マジシャン「おまえに、謝らなくてはならない・・・過去を秘密にしていたこと、を・・・(奥歯を噛んでから)今更言い訳でしかないが、おまえがもっと成長し、落ち着いた頃に全部話すつもりだったのだ、フォーチュン。決して軽い話ではないからな」
ハイプリエステス「確かにあなたは、あたくしが産んだ子ではありません。でも、マジシャンさんとあたくしで、本当の娘と何ら変わることなく接してきたつもりざます・・・そしてあなたは、あたくしたちの想像する以上に、素晴らしい子に成長したざます。それは今も・・・本気でそう思っているざますよ・・・」
マジシャン「(俯いて)許してくれ、とは言わない。話も聞きたくないのなら、聞かなくても構わない。だが・・・(顔を上げ、凛々しい視線で)フォーチュン、私たちは、おまえの父であり、母であることには、何も変わりがない・・・だから・・・(優しい声で)いつでも、帰ってくるといい。
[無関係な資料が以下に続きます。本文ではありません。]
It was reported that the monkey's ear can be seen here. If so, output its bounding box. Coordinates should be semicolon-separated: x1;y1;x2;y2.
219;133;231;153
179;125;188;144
おまえの家は、私たちのところであーるぞ」
ハイプリエステス「(柔らかく微笑んで)待っているざますよ・・・」
俯く、フォーチュン。
沈黙。
沈黙。
花火の音と光が、3人に降り注いでいる。
暫くの、間。
更に、間。
突然。
くるっ、と身体を返して、マジシャンとハイプリエステスと向かい合うフォーチュン。
目線は伏せたまま、口元を、きゅっ、と引き締めている。
ひたすら、彼女に視界を固定するマジシャンとハイプリエステス。
フォーチュン「(口籠って)・・・明日・・・城での宴が終わったら・・・」
フォーチュン、バッ、と顔を上げて、覚束ない視線を投げる。
何かを言い淀んだように、微かに唇を震わせる。
そして、決意を瞳いっぱいに表し、マジシャンとハイプリエステスを見る。
フォーチュン「(思い切ったような声で)だからっ! そのっ!・・・(一転して、頬を染め、言いずらそうに)夕餉を馳走になりに・・・行くぞよ・・・用意して、待っておれ・・・」
途端。
タッ・・・と走り寄り、ガバッ!とフォーチュンを抱き締め、そのまま屈むハイプリエステス。
両腕を回し、ぎゅっ、と力を込める。
ハッ、と驚いてハイプリエステスの襟足を見詰めるフォーチュン。
ハイプリエステスの両目から、つぅ・・・と綺麗な涙の滴が筋を成す。
ハイプリエステス「(嬉しそうに、震えて)腕に縒りを掛けてく作るざますねっ・・・」
フォーチュン「(潤んだ瞳で)・・・母上・・・」
ゆっくりとふたりに近付き、フッ、と微笑みを見せるマジシャン。
フォーチュンの頭に右掌を置き、そ・・・と優しく撫でる。
マジシャン「(穏やかな表情で)タワーも一緒に来るといい・・・共に酒を酌み交わしたいのでな・・・」
フォーチュン「(つぅ、と涙を一筋零し)・・・父上・・・(瞼を閉じ)すまぬっ・・・」
ハイプリエステスの肩に顔を埋め、泣き始めるフォーチュン。
子供のように、一切の邪気のない、可愛らしい泣き顔。
今も続く、華麗な花火の饗宴。
いつの間にか、デスとハイエロファント、振り返ってフォーチュンたち3人を見ている。
安堵したように顔を戻し、互いに顔を向ける。
深く絡み合う、眼差し。
同時に、陽溜まりのような満面の笑みを交わし合う、ふたり。
そして、改めて、光と音の乱舞を見上げ始める。
いつまでも止まない、歓喜の雰囲気。
天空遥か高みの星々が、祝福を贈るように、煌いている。